Rob Stevens, Analytical Consultant in SAS Global Professional Services, has suggested guidelines for running a fair and informative bake-off, emulating real-world circumstances. (It is easy for a bake-off to be “fixed” in favor of a preferred vendor, so these guidelines should be adhered to.):
• Provide all necessary information (including historical demand data and events).
• Provide sufficient history for vendors to be able to utilize holdout samples for evaluating their models.
• Give vendors sufficient time to analyze your data—don’t force them to take shortcuts that you would not take in real-life forecasting.
• Assist vendors with the domain experience they may lack regarding your business—perhaps by having a project team member assigned to support the vendors during the bake-off.
• Do not “fix” the bake-off with arbitrary rules to put favored vendors at an advantage. (Not only is this completely unethical but, it prevents you from getting a fair assessment of each vendor’s performance.)

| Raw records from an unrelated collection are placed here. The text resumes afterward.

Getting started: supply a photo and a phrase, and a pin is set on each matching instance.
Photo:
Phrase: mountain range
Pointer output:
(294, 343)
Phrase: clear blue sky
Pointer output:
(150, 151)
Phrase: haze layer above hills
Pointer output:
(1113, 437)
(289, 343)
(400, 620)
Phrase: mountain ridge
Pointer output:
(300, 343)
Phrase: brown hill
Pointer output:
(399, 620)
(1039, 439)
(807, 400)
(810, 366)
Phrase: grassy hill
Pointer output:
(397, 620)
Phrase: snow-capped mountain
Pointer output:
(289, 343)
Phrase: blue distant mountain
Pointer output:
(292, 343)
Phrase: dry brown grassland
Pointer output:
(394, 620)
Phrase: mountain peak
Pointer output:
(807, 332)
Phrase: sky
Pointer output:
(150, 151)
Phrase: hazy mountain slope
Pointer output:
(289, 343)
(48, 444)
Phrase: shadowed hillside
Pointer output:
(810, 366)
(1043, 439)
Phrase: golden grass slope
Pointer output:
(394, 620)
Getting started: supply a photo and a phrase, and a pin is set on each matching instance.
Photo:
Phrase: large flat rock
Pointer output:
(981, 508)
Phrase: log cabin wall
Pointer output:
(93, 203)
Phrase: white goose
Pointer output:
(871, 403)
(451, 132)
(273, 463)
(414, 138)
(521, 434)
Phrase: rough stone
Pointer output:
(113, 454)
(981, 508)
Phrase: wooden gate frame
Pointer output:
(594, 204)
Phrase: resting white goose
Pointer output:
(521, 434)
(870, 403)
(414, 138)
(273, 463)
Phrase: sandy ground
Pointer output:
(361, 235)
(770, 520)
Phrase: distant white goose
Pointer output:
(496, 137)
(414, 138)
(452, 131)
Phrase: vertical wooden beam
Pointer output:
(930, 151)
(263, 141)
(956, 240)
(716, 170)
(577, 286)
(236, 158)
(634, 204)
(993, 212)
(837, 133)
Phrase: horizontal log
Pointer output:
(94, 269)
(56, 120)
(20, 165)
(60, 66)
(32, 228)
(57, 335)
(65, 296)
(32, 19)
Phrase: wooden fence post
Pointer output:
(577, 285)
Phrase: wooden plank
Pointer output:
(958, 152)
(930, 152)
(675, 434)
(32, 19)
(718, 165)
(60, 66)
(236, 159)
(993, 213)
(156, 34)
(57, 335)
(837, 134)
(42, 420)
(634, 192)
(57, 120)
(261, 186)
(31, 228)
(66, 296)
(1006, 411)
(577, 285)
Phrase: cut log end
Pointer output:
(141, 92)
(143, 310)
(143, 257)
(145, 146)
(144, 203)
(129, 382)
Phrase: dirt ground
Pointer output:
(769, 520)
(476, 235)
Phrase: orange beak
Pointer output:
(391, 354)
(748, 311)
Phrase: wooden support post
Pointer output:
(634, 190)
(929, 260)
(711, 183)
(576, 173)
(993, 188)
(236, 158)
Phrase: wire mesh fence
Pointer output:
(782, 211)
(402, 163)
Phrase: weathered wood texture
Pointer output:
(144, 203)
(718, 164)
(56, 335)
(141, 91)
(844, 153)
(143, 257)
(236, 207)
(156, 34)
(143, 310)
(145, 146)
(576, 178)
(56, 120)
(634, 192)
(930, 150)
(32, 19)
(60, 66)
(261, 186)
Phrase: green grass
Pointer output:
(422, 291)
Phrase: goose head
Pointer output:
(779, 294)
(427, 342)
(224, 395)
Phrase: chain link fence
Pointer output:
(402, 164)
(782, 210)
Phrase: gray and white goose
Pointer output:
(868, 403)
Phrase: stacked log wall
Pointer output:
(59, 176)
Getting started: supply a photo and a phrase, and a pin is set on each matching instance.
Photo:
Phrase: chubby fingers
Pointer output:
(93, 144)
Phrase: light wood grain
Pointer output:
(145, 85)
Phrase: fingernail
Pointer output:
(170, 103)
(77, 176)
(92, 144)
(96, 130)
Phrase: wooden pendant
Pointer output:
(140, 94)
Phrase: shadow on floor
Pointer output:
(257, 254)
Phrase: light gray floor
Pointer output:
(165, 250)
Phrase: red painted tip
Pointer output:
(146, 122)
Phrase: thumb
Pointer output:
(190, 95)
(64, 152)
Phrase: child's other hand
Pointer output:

• Be aware that a bake-off is a one-shot event, and the results may be somewhat due to chance. Better forecasting systems evolve over time, incorporating learnings from each forecasting cycle.
• Utilize appropriate evaluation metrics—not just focusing on error (MAPE) or accuracy. Also consider the bias in the competing forecasts, and the “value added” compared to using a naïve model.
• Be aware that simple models are often better at forecasting the future, even though they may not fit the past as well as more complex models. Access to a wide range of model choices is good, but fancier models will not guarantee better forecasts. Focus on the quality of the future forecasts, not on the model fit to history.
• Beware of organization politics that may contaminate the bake-off evaluation.
Note that a bake-off is no substitute for a full-scale Proof-of-Concept/Proof-of-Value that demonstrates the software’s performance with the organization’s full data. A proper POC/POV can require a significant commitment of time and resources from the vendor, and the selection team should budget to pay for the service provided.